Carleton University [Ottawa] students have decided to pull out of a Canada-wide fundraiser that provides close to $1 million a year for cystic fibrosis research, given that the disease "has been recently revealed to only affect white people, and primarily men."Let me get this straight. cystic fibrosis, a disease [!], is not "diverse" enough to be considered a worthy recipient of charity from the student council of Carlton University ("Canada's Capital University")?
The Carleton University Students Association voted Monday night overwhelmingly in favour of choosing a new charity to support during its orientation week in September, in lieu of Shinerama, which raises money for the Canadian Cystic Fibrosis Foundation.
The student council motion stated that orientation week "strives to be inclusive" and "all orientees and volunteers should feel like their fundraising efforts will serve their diverse communities.
I don't really know where to begin with this bit of stupidity.
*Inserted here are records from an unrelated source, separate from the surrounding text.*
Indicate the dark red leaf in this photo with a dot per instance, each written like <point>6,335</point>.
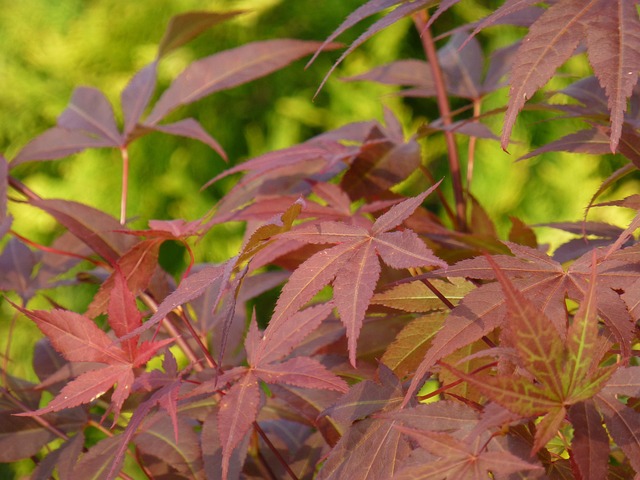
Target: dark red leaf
<point>404,9</point>
<point>136,96</point>
<point>590,444</point>
<point>76,337</point>
<point>91,385</point>
<point>90,111</point>
<point>228,69</point>
<point>280,339</point>
<point>191,287</point>
<point>16,264</point>
<point>94,227</point>
<point>301,372</point>
<point>238,410</point>
<point>57,142</point>
<point>550,42</point>
<point>612,45</point>
<point>187,26</point>
<point>190,128</point>
<point>137,265</point>
<point>156,439</point>
<point>123,312</point>
<point>372,450</point>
I suppose I could point out that the white, male sufferers of CF have mothers and sisters who might not share Carlton Student Council's views on the alleged non-inclusiveness of the disease. It might also be relevant to suggest that anything that benefits any sick person also benefits the community at large. That's what we're talking about, right? Community?
I'm wondering too if men might reconsider donating money to something like breast cancer research, or white people might decide to stop giving money to help those with sickle cell anemia. These are just examples that came into my head after thinking about this for about, oh, two seconds. Has Carlton Student Council thought any of this stuff through?
And then we have this (from the above-linked CBC article; emphases added):
The Canadian Cystic Fibrosis Foundation called the student council's decision "crushing."Narrow-minded indeed. And stupid.
Nadine Imbleau Redman, spokeswoman for the foundation, said it's also not true that the disease affects only white people. The disease does affect mainly Caucasians, but that includes Europeans, Indians and people from the Middle East, she said.
Debbie Foster, whose six-year-old daughter Vicky has cystic fibrosis, said she thinks the decision is narrow-minded.